Quels sont les défis que doit surmonter le populisme de gauche ?
Il y a dans nos sociétés une multiplicité de demandes démocratiques hétérogènes qu’il faut faire converger dans un “nous”. La “multitude” ne converge pas naturellement comme le disent Hardt et Negri. Il faut une articuler ces demandes hétérogènes : celles de la classe ouvrière, laissée de côté par la social-démocratie; mais aussi les nouvelles. Il faut par conséquent redéfinir le socialisme en radicalisant la démocratie, et en articulant les demandes traditionnelles de classe et les nouveaux mouvement sociaux. La globalisation néolibérale a créé une scission au sein des classes moyennes. Une partie se paupérise, se précarise, tandis qu’une autre se trouve parmi les gagnants de la mondialisation. Ce qui serait négatif c’est qu’elles soient considérées comme une partie du “eux” contre le “nous”.

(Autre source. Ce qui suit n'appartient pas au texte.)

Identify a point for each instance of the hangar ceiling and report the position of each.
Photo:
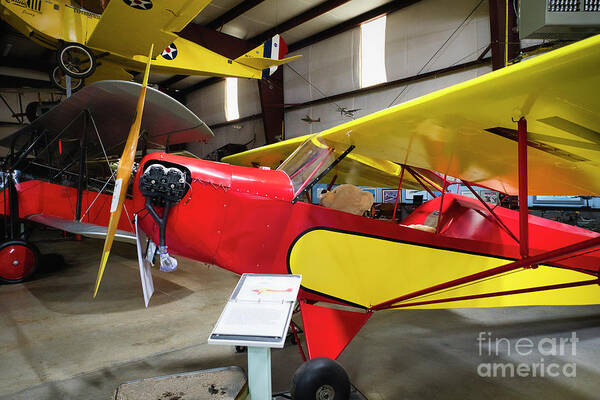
(300, 22)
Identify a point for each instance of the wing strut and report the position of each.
(523, 207)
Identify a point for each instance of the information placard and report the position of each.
(258, 312)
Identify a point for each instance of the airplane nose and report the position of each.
(163, 186)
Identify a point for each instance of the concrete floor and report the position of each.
(56, 342)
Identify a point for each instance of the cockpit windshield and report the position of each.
(307, 163)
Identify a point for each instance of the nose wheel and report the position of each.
(18, 261)
(320, 379)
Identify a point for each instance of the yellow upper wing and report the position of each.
(467, 130)
(129, 27)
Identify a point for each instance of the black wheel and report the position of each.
(59, 79)
(320, 379)
(76, 60)
(18, 261)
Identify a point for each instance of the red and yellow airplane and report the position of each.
(531, 128)
(121, 36)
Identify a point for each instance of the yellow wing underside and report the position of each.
(354, 169)
(467, 130)
(129, 31)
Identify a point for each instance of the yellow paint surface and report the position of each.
(368, 271)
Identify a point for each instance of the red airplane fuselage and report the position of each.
(243, 219)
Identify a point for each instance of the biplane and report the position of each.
(108, 45)
(531, 128)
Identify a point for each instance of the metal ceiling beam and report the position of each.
(386, 85)
(380, 11)
(314, 12)
(299, 19)
(271, 103)
(232, 14)
(397, 82)
(498, 33)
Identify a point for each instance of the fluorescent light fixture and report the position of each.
(372, 52)
(231, 100)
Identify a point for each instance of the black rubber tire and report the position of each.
(320, 379)
(73, 74)
(36, 255)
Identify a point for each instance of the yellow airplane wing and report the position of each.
(468, 130)
(355, 169)
(128, 27)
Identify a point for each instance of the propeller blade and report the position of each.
(123, 175)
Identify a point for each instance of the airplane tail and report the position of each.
(268, 56)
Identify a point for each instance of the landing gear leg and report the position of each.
(320, 379)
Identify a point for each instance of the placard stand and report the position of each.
(258, 315)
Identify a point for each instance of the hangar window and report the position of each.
(231, 100)
(372, 52)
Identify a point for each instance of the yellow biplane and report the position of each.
(531, 128)
(121, 35)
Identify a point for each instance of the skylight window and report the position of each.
(372, 52)
(231, 100)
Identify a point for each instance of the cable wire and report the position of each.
(438, 50)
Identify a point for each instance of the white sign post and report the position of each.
(258, 315)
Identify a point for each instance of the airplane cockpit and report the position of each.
(311, 163)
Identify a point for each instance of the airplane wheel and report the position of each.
(320, 379)
(76, 60)
(18, 261)
(59, 79)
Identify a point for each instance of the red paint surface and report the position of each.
(328, 331)
(16, 262)
(242, 219)
(38, 197)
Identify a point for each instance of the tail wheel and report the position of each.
(320, 379)
(59, 79)
(76, 60)
(18, 261)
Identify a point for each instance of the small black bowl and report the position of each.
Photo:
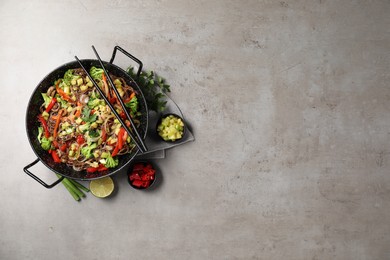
(130, 171)
(177, 116)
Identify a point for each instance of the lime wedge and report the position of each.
(101, 188)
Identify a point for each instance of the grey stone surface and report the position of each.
(289, 104)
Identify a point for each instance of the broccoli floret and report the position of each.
(94, 102)
(84, 127)
(111, 162)
(87, 150)
(45, 143)
(96, 73)
(133, 105)
(46, 98)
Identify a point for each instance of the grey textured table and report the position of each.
(289, 104)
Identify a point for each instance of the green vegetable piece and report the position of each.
(96, 73)
(87, 117)
(94, 102)
(47, 99)
(87, 150)
(93, 133)
(133, 105)
(111, 162)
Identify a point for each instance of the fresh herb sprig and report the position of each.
(153, 87)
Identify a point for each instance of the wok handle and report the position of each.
(128, 55)
(47, 186)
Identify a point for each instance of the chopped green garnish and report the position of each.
(87, 117)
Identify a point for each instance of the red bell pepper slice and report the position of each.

Il faut éviter qu’un antagonisme se crée entre ces classes moyennes qui profitent de la mondialisation et celles qui se précarisent. C’est un véritable défi pour le populisme de gauche. Jean-Luc Mélenchon l’a très bien compris en faisant de l’écologie le centre de gravité de son programme. Ce n’est pas une demande économique : elle nous concerne tous.